LTC6362、THS4521、THS4130の3種類のOPアンプのうち、どれが一番良いかということです。
AD7960をフルスケールに振り切るには、0.000V~4.096Vまでの振幅の信号を与えなければなりません。LTC6362はレールツーレールと言われていますが、0.013V~4.93Vまでの振幅しか出せません。THS4521も0.1V~4.7Vくらいです。THS4130はレールツーレールではなく、1.3V~3.7Vくらいしか出せません。

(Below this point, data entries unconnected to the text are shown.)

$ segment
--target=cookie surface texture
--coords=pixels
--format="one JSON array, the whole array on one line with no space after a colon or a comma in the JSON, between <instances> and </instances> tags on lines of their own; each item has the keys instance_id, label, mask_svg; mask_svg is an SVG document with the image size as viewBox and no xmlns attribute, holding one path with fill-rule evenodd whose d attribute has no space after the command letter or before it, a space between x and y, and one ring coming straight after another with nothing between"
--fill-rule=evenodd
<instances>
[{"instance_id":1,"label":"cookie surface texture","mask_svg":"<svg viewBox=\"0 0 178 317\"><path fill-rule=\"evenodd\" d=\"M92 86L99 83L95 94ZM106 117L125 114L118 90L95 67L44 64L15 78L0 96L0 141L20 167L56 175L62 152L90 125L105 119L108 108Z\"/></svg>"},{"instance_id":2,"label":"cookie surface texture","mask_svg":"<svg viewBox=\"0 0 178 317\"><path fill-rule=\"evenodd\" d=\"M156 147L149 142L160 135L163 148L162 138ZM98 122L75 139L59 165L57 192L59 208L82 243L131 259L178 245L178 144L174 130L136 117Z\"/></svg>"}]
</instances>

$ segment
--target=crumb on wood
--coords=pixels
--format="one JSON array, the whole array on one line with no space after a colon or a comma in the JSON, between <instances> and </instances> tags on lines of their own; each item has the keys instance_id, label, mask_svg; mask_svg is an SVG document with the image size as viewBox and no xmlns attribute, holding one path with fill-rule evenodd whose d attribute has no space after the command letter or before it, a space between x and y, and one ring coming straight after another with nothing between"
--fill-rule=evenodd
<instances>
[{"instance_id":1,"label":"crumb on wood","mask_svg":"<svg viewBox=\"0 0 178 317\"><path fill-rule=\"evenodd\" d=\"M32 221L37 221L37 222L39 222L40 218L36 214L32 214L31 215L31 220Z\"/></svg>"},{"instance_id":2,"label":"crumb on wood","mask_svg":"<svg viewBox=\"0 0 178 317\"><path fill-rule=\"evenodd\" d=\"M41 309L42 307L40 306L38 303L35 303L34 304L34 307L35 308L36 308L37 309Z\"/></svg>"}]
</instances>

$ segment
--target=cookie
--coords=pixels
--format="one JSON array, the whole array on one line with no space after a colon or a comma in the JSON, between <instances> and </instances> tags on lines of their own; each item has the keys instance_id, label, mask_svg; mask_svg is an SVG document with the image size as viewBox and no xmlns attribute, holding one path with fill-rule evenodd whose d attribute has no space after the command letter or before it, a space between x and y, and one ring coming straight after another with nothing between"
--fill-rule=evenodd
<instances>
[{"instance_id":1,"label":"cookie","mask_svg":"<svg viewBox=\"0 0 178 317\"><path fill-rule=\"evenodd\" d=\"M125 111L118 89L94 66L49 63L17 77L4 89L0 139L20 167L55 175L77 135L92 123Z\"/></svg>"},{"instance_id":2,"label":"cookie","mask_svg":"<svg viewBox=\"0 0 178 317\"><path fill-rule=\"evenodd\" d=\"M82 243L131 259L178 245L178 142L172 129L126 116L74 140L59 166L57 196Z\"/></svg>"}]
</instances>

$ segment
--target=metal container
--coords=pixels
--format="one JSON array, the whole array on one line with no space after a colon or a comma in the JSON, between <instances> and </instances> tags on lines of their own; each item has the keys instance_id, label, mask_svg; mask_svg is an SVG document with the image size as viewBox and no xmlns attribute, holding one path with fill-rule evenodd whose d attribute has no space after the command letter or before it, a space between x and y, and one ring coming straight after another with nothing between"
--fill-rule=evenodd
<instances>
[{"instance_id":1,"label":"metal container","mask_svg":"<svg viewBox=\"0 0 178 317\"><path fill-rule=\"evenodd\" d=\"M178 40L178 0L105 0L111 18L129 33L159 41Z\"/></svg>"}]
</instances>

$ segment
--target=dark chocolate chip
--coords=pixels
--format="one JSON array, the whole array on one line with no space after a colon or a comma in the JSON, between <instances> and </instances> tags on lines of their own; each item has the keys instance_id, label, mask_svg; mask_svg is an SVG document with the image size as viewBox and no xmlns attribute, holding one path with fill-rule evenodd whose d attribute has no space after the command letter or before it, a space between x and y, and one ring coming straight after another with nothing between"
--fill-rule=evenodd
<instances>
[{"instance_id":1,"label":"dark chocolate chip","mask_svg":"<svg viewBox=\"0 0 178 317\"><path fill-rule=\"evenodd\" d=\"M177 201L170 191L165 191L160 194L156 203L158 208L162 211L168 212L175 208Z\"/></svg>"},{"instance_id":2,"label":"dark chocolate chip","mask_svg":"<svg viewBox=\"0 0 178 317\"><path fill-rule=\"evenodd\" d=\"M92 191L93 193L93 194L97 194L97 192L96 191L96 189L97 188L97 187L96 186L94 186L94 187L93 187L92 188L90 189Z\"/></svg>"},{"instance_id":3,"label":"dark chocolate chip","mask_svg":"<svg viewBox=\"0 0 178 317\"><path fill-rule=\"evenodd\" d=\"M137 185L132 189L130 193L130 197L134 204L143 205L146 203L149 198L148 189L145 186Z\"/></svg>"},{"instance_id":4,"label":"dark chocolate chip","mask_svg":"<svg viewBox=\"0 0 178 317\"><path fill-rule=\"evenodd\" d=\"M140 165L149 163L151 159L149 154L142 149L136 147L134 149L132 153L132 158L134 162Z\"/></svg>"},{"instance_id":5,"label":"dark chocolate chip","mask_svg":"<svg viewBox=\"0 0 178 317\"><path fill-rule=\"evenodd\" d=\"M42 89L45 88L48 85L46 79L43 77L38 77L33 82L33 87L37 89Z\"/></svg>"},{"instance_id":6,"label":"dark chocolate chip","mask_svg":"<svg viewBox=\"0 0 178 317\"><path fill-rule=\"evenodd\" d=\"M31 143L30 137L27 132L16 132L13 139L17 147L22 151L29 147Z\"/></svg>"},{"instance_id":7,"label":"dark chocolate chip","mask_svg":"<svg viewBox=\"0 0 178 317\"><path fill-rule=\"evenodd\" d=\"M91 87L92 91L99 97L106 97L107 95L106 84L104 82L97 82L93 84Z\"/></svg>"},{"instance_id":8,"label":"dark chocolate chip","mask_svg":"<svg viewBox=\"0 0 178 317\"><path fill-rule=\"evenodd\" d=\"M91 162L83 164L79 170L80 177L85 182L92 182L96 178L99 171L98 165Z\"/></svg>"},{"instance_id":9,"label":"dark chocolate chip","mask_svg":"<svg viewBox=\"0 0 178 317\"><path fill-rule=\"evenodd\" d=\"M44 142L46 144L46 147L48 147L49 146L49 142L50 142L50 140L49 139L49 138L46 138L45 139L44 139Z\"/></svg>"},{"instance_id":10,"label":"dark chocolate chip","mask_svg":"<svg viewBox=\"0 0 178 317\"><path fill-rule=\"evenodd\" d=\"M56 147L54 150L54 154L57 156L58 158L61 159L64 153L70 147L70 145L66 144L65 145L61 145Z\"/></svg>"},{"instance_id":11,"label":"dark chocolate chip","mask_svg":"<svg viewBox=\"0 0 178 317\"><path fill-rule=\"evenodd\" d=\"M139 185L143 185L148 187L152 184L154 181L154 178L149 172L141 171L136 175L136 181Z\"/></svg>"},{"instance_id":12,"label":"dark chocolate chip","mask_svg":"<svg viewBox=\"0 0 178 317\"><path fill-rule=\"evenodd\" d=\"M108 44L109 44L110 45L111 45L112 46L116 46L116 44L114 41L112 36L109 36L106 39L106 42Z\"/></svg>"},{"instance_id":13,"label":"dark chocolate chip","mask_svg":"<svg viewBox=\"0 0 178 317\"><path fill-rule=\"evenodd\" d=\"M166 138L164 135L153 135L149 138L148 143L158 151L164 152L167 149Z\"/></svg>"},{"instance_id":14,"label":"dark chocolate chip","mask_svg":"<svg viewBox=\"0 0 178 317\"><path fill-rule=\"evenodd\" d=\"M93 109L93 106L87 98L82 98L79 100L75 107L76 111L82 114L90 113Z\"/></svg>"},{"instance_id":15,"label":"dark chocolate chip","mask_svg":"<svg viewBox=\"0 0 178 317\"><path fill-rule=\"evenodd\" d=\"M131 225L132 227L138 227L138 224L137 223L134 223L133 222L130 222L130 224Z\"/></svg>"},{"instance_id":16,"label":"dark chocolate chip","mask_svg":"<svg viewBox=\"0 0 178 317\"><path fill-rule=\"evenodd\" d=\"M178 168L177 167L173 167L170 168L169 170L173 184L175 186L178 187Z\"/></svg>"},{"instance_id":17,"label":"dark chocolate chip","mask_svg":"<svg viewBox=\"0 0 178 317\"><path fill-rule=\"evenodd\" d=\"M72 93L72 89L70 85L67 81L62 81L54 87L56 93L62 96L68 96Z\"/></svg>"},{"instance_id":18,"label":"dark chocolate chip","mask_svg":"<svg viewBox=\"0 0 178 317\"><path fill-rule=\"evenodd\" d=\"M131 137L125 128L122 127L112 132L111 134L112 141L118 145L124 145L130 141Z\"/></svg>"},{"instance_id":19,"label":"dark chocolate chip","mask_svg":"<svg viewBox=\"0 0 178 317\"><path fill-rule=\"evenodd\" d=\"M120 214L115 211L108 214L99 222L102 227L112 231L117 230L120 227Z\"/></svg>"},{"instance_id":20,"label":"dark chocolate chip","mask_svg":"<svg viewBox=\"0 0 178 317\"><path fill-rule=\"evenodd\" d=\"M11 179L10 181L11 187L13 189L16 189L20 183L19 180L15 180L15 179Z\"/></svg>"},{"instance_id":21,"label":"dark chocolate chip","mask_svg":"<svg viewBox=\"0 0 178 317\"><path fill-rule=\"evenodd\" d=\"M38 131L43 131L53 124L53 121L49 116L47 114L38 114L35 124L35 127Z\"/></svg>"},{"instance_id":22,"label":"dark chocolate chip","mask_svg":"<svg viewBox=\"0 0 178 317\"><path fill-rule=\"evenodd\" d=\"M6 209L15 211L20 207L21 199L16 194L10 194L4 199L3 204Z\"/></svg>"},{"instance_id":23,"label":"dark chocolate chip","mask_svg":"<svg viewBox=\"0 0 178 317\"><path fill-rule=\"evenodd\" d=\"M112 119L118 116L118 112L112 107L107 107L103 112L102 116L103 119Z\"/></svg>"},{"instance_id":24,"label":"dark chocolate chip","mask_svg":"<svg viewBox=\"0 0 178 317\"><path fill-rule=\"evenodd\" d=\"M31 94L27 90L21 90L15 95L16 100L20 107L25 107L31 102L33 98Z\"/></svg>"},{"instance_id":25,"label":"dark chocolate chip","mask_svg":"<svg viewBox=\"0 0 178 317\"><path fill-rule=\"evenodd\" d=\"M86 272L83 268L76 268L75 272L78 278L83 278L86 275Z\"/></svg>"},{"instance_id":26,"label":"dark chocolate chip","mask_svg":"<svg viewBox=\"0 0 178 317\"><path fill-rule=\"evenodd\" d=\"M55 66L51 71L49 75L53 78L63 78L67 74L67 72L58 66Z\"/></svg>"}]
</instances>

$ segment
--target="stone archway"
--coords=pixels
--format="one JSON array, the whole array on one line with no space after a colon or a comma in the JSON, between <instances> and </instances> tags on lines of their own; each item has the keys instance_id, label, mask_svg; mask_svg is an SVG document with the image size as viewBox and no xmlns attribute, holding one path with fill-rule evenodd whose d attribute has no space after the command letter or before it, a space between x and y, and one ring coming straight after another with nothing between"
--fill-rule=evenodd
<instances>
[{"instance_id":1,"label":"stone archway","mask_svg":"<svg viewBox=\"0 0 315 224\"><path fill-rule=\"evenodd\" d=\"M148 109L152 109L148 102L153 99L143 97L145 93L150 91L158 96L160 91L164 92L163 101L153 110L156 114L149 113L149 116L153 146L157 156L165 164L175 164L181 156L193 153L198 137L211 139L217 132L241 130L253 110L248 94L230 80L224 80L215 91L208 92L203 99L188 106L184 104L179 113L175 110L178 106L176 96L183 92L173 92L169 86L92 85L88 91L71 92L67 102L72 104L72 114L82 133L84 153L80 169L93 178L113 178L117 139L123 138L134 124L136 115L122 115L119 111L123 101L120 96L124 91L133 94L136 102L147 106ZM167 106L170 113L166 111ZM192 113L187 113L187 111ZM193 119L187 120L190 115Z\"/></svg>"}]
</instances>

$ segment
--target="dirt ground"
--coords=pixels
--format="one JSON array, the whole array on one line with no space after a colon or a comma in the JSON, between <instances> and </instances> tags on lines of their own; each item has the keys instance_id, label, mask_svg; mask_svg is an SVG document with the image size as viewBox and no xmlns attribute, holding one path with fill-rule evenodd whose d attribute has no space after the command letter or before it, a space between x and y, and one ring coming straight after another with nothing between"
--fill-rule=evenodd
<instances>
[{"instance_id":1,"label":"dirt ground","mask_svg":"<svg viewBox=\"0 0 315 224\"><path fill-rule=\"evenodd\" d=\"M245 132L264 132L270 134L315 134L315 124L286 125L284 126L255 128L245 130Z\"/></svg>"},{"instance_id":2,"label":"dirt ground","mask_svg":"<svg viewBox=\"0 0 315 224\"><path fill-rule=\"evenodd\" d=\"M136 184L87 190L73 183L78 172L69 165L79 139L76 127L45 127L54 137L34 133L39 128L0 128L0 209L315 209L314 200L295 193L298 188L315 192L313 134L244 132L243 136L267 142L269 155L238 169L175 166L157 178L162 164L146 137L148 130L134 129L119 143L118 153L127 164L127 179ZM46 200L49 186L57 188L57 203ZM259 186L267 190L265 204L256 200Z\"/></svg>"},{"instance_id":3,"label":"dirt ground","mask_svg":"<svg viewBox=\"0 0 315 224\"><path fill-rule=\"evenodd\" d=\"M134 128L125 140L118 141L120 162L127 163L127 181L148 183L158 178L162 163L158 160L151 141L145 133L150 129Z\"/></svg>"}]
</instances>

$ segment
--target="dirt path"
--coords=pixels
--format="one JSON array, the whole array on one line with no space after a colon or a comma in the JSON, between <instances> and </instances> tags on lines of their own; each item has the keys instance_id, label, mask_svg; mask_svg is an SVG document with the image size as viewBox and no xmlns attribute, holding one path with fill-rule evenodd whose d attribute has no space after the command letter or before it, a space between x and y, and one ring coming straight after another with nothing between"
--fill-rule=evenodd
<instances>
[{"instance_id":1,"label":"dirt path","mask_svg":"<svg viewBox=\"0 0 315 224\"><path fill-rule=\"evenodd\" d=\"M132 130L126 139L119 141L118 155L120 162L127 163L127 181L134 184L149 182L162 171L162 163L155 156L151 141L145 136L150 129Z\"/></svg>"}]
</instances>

つまり、0~4.096Vをフルに出せるものはありません。
ひずみ率は50kHzのとき、LT6362が-80dB程度、THS4521とTHS4310が-110dB程度です。これだけで考えるとTHS4521がベストです。
実際に50kHzの正弦波を入れて測ってみました。
![]()
まずLTC6362のスペクトラム。入力信号の強度などは適当な値にしています。
二次、三次の高調波を見ると-80dBくらいの性能がありそうです。
![]()
次はTHS4521のスペクトラム。
かなり綺麗です。-90dBはいけるでしょう。
![]()
最後はTHS4130のスペクトラム。
二次高調波が目立ちますが、-90dBは出ています。
![]()
結論を言うと、THS4521が一番よさそうです。そこで、入力段にあるAD8253のゲインをいろいろ変えてみました。
まずはゲイン10倍。当然入力信号も小さくして、ADCの手前で同じ大きさになるようにしています。
ゲイン1のときにノイズフロアが-130dBにあったのが、10dBほど持ち上がりました。しかし、新たなひずみが生じているということはありません。
次はゲイン100。
低周波成分のノイズがうるさいようですが、それでも歪は-85dBはキープできています。
この結果は他のOPアンプでも同じなので、AD8253の部分の性能を見ているのでしょう。
![]()
結論はこうです。
① +5Vで動かすには、どれを使ってもフルスケールは出ない。THS4521かLTC6362が最も広い出力電圧範囲が取れる。
② ノイズやひずみ率的にはTHS4521かTHS4130が良い。
③ AD8253はゲイン1,ゲイン10で極めて優秀。このOPアンプので性能劣化は考えなくてもいい。
この結果から、THS4521を採用することにしました。
最も綺麗なスペクトルが取れる条件を探し、ひずみ率-100dBを達成できました。